When we look at the devastation and pain caused by such a natural disaster we should not discount the involvement of Satan and spiritual evil entities. There is evidence that Satan can use natural disaster with evil intent (Job 1:19). But he could only do this after getting permission from the LORD (Job 1:8-12). Satan is not an equal to God but a part of God’s creation and under the authority of God. If the earthquake in Haiti has evil origins, God is able to take what was meant for evil and use it for His good purposes (e.g. Gen. 50:20).
Jesus warned that in the days before His return the earth would suffer natural birth pangs which would include earthquakes (Mark 13:8). Such earthquakes, as terrible as they are, can be seen as indicators of the times in which we live. Earthquakes are arguably on the rise in our world. Some point to statistics showing no real increase in the frequency of earthquakes. But there can be no doubt that our awareness, even fear of earthquakes and their sudden devastating effects are more prominently in our minds given reporting in the media.

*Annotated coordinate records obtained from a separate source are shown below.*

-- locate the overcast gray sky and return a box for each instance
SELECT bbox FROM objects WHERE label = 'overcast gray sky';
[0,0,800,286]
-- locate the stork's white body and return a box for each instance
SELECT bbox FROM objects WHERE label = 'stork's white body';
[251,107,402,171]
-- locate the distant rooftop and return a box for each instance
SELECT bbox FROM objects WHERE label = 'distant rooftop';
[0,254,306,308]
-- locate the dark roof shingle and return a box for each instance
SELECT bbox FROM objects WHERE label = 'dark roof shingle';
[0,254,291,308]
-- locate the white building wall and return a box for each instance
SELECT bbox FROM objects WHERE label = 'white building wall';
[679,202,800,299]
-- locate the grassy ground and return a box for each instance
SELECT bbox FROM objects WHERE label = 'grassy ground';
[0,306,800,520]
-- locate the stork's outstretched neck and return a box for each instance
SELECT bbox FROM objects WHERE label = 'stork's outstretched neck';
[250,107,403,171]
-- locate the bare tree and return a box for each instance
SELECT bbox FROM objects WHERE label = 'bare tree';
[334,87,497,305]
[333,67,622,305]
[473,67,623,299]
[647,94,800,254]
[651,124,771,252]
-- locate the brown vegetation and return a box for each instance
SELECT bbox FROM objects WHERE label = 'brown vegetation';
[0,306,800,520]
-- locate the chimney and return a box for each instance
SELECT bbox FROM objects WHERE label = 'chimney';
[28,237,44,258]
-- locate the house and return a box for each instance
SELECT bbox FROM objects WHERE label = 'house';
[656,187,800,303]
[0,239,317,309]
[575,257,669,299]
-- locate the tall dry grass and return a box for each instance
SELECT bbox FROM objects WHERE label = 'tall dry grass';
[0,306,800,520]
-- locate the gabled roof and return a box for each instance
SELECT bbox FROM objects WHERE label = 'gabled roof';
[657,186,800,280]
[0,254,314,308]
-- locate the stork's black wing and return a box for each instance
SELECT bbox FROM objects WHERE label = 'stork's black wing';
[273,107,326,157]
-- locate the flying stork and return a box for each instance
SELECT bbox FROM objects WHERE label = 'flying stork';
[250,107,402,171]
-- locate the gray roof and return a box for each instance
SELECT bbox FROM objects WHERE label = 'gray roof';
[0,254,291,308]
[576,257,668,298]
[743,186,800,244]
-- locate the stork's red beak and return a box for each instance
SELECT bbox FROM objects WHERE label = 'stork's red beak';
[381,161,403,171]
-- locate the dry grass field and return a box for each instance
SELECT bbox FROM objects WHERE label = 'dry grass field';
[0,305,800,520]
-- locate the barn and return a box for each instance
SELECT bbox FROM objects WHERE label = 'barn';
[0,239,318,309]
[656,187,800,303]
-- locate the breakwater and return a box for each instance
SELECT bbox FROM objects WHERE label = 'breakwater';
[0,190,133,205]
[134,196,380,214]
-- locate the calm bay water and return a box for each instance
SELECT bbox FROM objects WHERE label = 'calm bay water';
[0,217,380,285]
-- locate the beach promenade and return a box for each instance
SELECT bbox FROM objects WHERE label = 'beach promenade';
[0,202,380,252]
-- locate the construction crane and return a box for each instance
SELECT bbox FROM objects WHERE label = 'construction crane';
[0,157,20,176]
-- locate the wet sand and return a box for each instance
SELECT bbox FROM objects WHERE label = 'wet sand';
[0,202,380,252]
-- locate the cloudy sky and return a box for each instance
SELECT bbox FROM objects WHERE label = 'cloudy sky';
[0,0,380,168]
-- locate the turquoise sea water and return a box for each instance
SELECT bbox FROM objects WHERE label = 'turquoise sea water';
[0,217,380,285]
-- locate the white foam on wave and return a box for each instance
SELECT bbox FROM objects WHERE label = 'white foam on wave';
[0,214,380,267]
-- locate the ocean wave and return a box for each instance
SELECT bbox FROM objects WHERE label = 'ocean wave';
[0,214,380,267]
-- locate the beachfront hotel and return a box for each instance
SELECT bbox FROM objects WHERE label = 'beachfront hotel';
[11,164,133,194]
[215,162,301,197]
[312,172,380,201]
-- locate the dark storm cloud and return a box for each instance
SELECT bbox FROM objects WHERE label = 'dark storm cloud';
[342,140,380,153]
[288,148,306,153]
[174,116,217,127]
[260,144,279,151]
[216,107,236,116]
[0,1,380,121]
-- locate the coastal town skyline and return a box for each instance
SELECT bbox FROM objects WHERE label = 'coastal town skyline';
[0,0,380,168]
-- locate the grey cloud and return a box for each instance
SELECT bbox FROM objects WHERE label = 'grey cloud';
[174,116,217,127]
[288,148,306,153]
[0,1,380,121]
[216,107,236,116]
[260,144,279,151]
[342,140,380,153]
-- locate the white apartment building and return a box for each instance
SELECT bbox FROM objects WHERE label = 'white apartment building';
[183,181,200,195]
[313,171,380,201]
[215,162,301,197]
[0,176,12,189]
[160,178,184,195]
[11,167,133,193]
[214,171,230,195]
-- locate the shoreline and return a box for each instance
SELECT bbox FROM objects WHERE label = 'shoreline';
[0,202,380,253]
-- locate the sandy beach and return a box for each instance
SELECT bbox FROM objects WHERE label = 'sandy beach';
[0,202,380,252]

We question why God would even allow such an earthquake. There are questions like that which we may not ever have the answer for in this life. When we come to a question or life situation that causes us confusion, even doubt about God’s sovereign decisions, we need to fall back on what we do know about God. We do know God is just (Gen. 18:25) and loving (John 3:16; Rom. 5:8) and we do know God has our best interests at heart (Rom. 8:31-32). We have to understand that God is Omniscient or all-knowing too (Ps. 147:5; Mat. 10:28-30). He is not limited by time. He sees the end from the beginning and makes His plans accordingly (Isaiah 46:8-11).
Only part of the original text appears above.